State v. Nessler

256 S.E.2d 419 | S.C. | 1979

Gregory, Justice:

This declaratory judgment action was brought by the Attorney General under Section 15-53-10 et seq., 1976 Code of Laws of South Carolina, in the original jurisdiction of this Court, to determine the following agreed question:

Is a municipal recorder of a municipal court established pursuant to Section 14-25-910 of the 1976 Code of Laws *372authorized to sentence a criminal defendant found guilty of a particular offense singly instead of in the alternative ?

Section 14-25-910, as amended April 24, 1979, provides for the establishment of municipal recorder’s courts:

The governing body of any municipality in this State may establish, by ordinance, a municipal court for the trial and determination of all cases arising under the ordinances of such municipality.

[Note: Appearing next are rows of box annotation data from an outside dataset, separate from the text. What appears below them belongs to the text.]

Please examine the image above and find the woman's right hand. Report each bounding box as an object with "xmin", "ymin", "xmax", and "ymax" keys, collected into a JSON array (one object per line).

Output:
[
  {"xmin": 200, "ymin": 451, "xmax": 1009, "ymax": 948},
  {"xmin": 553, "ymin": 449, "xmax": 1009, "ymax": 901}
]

The court is held by a recorder who is elected by the mayor and aldermen pursuant to Section 14-25-920, 1976 Code. The jurisdiction of the recorder’s court is set forth in Section 14-25-970:

Such municipal court shall have jurisdiction to try and determine all cases arising under the ordinances of the city in which the court is established and generally shall have all such judicial powers and duties as are now conferred upon the mayor of such city, either by its charter or by the laws of this State. The municipal court shall also have all such powers, duties and jurisdiction in criminal cases made under municipal or State law as are now conferred by law upon the magistrates appointed and commissioned for the county in which the court is established, except that such court shall not have the authority of a magistrate to appoint a constable.

The issue presented by this action arises from the wording of Section 14-25-970. The first sentence of Section 14-25-970, states that the recprders “shall have all such judicial powers and duties as are now conferred upon the mayor of such city, either by its charter or the laws of this State.” Under the statutes that delineate the judicial powers and duties of a mayor, the mayor is specifically required to sentence a criminal defendant in the alternative. Section 14-25-50; Town of Union v. Hampton, 83 S. C. 46, 64 S. E. 1017 (1909).

The second sentence of Section 14-25-970 states that “the municipal court shall also have all such powers, duties and *373jurisdiction in criminal cases made under municipal or State law as are now conferred by law upon the magistrates.” Section 22-3-550, 1976 Code, as amended, authorizes the magistrates to sentence a criminal defendant singly or in the alternative.

The Attorney General argues that the first sentence of Section 14-25-970 is controlling and that municipal recorders are required to sentence in the alternative. The defendant Nessler argues that the second sentence of Section 14-25-970 is controlling and that municipal recorders are empowered to sentence singly or in the alternative.

In determining the meaning of a statute, it is the duty of this Court to give force and effect to all parts of the statute, if possible. Bradford v. Byrnes, 221 S. C. 255, 70 S. E. (2d) 228 (1952). Section 14-25-970 provides that a municipal recorder shall have the judicial power of a mayor and “shall also have” the judicial power of a magistrate. We can conceive of no other reason why the words just quoted should have been inserted in the statute except to show that a municipal recorder possesses the judicial power of a magistrate in addition to the judicial power of a mayor. The use of the word “also” shows that the General Assembly intended an additional power to be conferred, City Council of Anderson v. O’Donnell, 29 S. C. 355, 7 S. E. 523 (1888), and that the judicial power of the municipal recorders should not be limited to the judicial power allotted to mayors.

Accordingly, we conclude that the authority of a municipal recorder to impose sentence is not limited to the authority of a mayor to impose sentence in the alternative, but is extended by Section 14-25-970 to include the authority of a magistrate to sentence singly or in the alternative.

Lewis, C. J., and Littlejohn, Ness and Rhodes, JJ., concur.